Love adds: "My son Christian travels with me now and he sings [Carl's lead vocal] on God Only Knows. It sounds beautiful and he actually gets standing ovations once in a while."

Love and the rest of The Beach Boys are not ones for taking it easy as they hit their twilight years: they played over 180 concerts last year, with the band's current set clocking in at an impressive two hours (with intermission) and featuring over 30 songs from their hit-studded back catalogue.

"The set changes a bit depending on where we play," explains the Beach Boys frontman.

"We have a big catalogue so we are able to put in less well-known songs from time to time. For example, Cottonfields [from 1969's 20/20 LP] was a hit in Europe, so we might play that for our fans from back in the day who would like to hear it again.
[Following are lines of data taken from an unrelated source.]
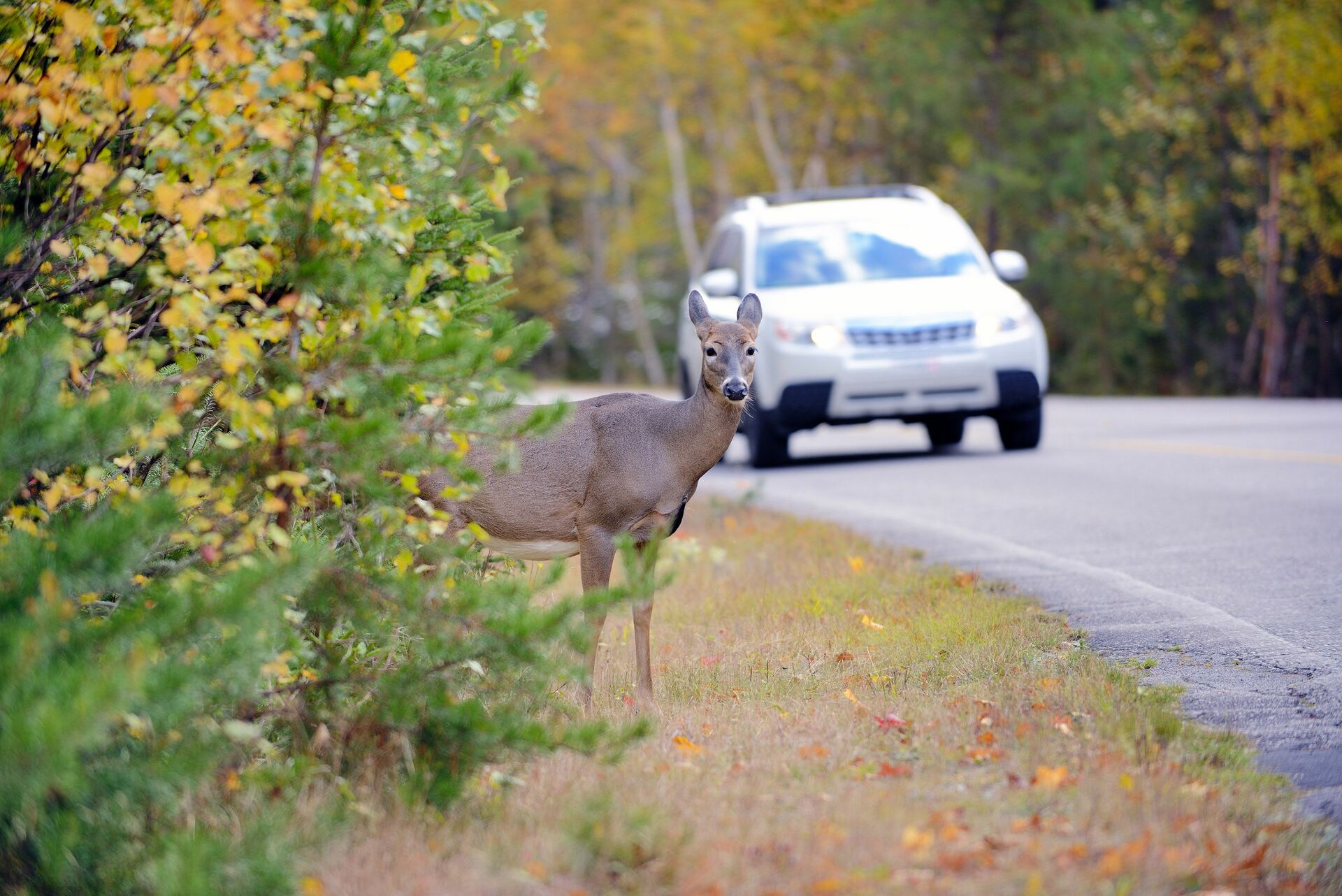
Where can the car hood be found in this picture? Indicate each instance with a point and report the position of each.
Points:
(905, 302)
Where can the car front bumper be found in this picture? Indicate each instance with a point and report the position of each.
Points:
(856, 385)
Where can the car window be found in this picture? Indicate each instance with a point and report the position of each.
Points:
(726, 251)
(909, 246)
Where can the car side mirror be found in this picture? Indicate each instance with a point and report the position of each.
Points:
(1009, 266)
(721, 282)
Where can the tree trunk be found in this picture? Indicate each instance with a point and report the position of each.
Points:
(719, 144)
(621, 176)
(595, 283)
(773, 154)
(1274, 315)
(816, 175)
(682, 201)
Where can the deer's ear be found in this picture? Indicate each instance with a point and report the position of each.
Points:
(698, 309)
(751, 313)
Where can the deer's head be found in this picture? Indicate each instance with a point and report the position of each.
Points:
(729, 350)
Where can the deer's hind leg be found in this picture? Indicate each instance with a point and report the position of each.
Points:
(596, 557)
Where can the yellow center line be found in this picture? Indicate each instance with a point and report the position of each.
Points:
(1222, 451)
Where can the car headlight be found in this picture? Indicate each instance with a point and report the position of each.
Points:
(1002, 324)
(823, 335)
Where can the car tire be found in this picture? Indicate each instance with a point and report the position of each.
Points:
(1020, 430)
(767, 440)
(945, 431)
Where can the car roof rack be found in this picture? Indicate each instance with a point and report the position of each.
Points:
(856, 191)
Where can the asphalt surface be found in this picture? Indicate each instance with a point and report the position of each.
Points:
(1206, 534)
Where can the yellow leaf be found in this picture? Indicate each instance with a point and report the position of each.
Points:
(201, 255)
(222, 102)
(127, 252)
(141, 99)
(96, 176)
(686, 746)
(402, 62)
(49, 585)
(77, 22)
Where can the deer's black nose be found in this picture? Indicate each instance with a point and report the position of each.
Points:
(735, 389)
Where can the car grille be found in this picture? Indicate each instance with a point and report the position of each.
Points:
(926, 334)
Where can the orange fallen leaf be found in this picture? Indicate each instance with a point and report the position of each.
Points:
(1050, 779)
(686, 746)
(891, 721)
(917, 840)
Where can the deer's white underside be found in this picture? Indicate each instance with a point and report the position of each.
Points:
(533, 550)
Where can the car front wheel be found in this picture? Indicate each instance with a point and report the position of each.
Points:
(1022, 428)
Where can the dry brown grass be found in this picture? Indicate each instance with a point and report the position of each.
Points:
(1015, 760)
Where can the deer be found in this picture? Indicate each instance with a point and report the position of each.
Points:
(619, 464)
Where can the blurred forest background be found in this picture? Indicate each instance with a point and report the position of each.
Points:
(1172, 169)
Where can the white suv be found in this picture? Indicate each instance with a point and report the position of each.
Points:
(878, 303)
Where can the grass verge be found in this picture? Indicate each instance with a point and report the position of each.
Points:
(835, 718)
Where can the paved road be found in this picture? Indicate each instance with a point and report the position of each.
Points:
(1212, 526)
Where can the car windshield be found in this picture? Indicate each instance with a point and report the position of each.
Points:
(866, 250)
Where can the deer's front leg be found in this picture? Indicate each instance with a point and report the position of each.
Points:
(642, 630)
(596, 556)
(642, 651)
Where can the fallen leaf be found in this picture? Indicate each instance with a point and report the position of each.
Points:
(917, 840)
(891, 721)
(686, 746)
(1050, 779)
(889, 770)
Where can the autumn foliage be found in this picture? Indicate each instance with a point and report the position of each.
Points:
(249, 293)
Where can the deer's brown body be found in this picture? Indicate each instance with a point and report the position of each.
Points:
(621, 464)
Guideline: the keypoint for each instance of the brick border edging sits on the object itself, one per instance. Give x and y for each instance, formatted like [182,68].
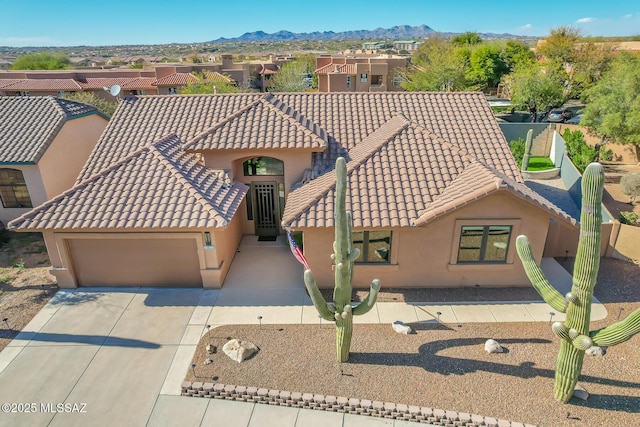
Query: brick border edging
[342,404]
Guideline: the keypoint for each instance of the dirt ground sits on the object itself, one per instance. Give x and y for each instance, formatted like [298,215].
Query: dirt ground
[25,283]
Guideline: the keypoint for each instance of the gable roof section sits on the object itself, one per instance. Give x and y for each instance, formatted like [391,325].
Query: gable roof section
[139,122]
[44,84]
[28,125]
[381,194]
[158,186]
[478,181]
[267,123]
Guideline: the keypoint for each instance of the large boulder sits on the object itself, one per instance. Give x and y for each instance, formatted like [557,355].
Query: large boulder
[239,350]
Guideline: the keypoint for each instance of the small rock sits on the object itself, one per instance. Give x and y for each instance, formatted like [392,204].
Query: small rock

"But we definitely have a lot of songs that we'd be ill-advised not to perform, like California Girls, I Get Around and so on."

Happily, it seems that even some 57 years into their career, Love is still not bored with performing the band's best-loved numbers.

"A lot of people come to see us because they want to hear certain songs, be it Good Vibrations or California Girls or something from Pet Sounds," he reasons.

"I don't ever want to disappoint anybody and I love those songs. We're obsessed with recreating them live as close to the original recordings as possible."

With obvious pride, he adds: "We even still sing them in the same keys."

:: The Beach Boys, June 17, Bord Gáis Theatre, Dublin and June 18, Waterfront Hall, Belfast. Tickets via Ticketmaster outlets.